Día 15

CARLOS FUENTES

Carlos Fuentes, creador de la expresión «territorio de La Mancha», una fórmula afortunada que expresa la diversidad y la complejidad de las vivencias existenciales y culturales que unen la Península Ibérica y América del Sur, acaba de recibir en Toledo el Premio Don Quijote. Lo que sigue es mi homenaje al escritor, al hombre, al amigo.

El primer libro de Carlos Fuentes que leí fue Aura. Aunque no he vuelto a él, guardo desde aquel día (más de cuarenta años han pasado) la impresión de haber penetrado en un mundo diferente a todo lo que había conocido hasta entonces, una atmósfera compuesta de objetividad realista y de misteriosa magia, en que estos contrarios, en el fondo más aparentes que efectivos, se fundían para crear en el espíritu del lector una vibración singular en todos los aspectos. No han sido muchos los casos en que el encuentro con un libro haya dejado en mi memoria tan intenso y perenne recuerdo.

No era un tiempo en que las literaturas americanas (a las del Sur, me refiero) gozasen de un especial fervor del público ilustrado. Fascinados desde generaciones por las lumières francesas, hoy empalidecidas, observábamos con cierta displicencia (la fingida displicencia de la ignorancia que sufre por tener que reconocerse como tal) lo que se iba haciendo a este lado del río Grande y que, para agravar la situación, aunque pudiera viajar con relativa comodidad a España, apenas se detenía en Portugal. Existían lagunas, libros que simplemente no aparecían en las librerías, y también padecíamos la angustiosa falta de una crítica competente que nos ayudase a encontrar, en lo poco que iba siendo puesto a nuestro alcance, lo mucho de excelente que aquellas literaturas, luchando en tantos casos con dificultades semejantes, iban elaborando. Tal vez en el fondo hubiera otra explicación: los libros viajaban poco, pero nosotros todavía viajábamos menos.

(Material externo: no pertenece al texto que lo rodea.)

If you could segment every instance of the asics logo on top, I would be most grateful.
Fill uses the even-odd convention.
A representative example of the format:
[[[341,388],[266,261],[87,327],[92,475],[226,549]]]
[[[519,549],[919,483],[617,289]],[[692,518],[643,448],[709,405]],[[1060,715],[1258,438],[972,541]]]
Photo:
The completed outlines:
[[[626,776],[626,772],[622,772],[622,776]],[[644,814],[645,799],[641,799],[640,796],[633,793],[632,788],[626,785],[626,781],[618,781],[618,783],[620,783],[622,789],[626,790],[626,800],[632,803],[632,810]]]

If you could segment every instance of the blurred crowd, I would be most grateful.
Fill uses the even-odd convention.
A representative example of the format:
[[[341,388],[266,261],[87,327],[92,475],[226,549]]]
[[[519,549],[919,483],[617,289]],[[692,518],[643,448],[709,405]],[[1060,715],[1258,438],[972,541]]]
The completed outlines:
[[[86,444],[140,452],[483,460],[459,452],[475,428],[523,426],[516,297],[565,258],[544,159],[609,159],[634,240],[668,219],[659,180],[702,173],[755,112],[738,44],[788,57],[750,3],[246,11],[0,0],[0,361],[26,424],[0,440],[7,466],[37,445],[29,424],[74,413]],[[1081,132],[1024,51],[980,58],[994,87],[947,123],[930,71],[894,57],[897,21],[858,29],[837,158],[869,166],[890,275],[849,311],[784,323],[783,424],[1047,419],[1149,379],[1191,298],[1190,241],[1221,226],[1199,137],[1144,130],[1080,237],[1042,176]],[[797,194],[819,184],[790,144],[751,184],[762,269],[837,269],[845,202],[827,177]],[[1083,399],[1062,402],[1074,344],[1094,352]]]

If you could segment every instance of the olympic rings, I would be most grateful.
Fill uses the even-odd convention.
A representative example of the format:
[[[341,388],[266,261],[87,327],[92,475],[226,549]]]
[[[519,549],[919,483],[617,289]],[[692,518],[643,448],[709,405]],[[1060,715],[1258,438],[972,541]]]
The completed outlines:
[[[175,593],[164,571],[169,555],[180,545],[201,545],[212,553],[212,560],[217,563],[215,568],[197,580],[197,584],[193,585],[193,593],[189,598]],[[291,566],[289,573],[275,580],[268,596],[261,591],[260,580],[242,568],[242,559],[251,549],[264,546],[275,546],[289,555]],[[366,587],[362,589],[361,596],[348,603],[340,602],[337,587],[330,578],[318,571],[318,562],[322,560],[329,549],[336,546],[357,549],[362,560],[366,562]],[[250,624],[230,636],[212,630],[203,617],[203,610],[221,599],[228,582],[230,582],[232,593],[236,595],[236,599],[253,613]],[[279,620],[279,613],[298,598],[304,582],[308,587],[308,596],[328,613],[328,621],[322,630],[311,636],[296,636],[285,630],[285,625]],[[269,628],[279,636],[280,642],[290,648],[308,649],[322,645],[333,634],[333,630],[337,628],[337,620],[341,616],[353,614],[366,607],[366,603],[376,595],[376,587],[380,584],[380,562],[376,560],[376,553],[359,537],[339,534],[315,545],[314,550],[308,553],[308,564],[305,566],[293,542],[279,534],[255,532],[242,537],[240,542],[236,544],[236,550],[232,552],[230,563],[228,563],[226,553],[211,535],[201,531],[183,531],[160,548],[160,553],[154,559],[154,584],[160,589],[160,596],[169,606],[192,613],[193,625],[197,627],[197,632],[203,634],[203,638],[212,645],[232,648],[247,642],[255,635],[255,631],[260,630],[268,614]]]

Mi primer viaje a México fue para participar, en Morelia, en un congreso sobre la crónica. No tuve tiempo entonces para visitar librerías, pero ya frecuentaba con asiduidad la obra de Carlos Fuentes a través de, por ejemplo, la lectura de libros fundamentales como La región más transparente y La muerte de Artemio Cruz. Entonces ya era evidente para mí también que estaba ante un escritor de altísima categoría artística y de una infrecuente riqueza conceptual. Más tarde, otra novela extraordinaria, Terra Nostra, me abrió nuevas perspectivas y de ahí en adelante, sin que sea necesario referir otros títulos (salvo El espejo enterrado, libro de fondo, indispensable para un conocimiento sensible y consciente de América del Sur, como siempre me gusta denominar a esa parte del mundo), me reconocí, definitivamente, como devoto admirador del autor de Gringo viejo. Conocía al escritor, me faltaba conocer al hombre y ese momento no tardó en llegar, aunque fue necesario que antes me lanzara en esta cosa de escribir. A partir de ahí nos fuimos encontrando en diferentes países, en nuestras casas respectivas, en actos académicos tutelados por Julio Cortázar y bajo la mirada, siempre benevolente y algo irónica, de García Márquez. Nos presentamos amigos que pasaron a serlo de uno y otro, y así hasta que una noche, en el DF, en un bailongo en que se festejaba el aniversario de un libro tan transparente como antaño lo fue la ciudad descrita, Fuentes me declaró portugués y mexicano, y supe que aquella declaración me comprometía mucho. Desde luego a la reciprocidad, de modo que ahora tengo que declararlo a él, en Lisboa, mexicano y portugués, asunto que debe realizarse cuanto antes, porque hay motivo y es ya la hora.

Y al fin, una confesión. No soy persona que pueda ser fácilmente intimidada, muy al contrario, pero mis primeros contactos con Carlos Fuentes, en todo caso siempre cordiales, como era de esperar tratándose de dos personas bien educadas, no fueron fáciles, no por su culpa, sino por una especie de resistencia que me impedía aceptar con naturalidad lo que en Carlos Fuentes era naturalísimo, y que no es otra cosa que su forma de vestir. Todos sabemos que Fuentes viste bien, con elegancia y buen gusto, la camisa sin una arruga, los pantalones con la raya perfecta, pero, por ignotas razones, pensaba yo que un escritor, especialmente si pertenecía a esa parte del mundo, no debería vestir así. Gran equivocación mía. Al final, Carlos Fuentes hizo compatible la mayor exigencia crítica, el mayor rigor ético, que son los suyos, con una corbata bien elegida. No es pequeña cosa, créanme.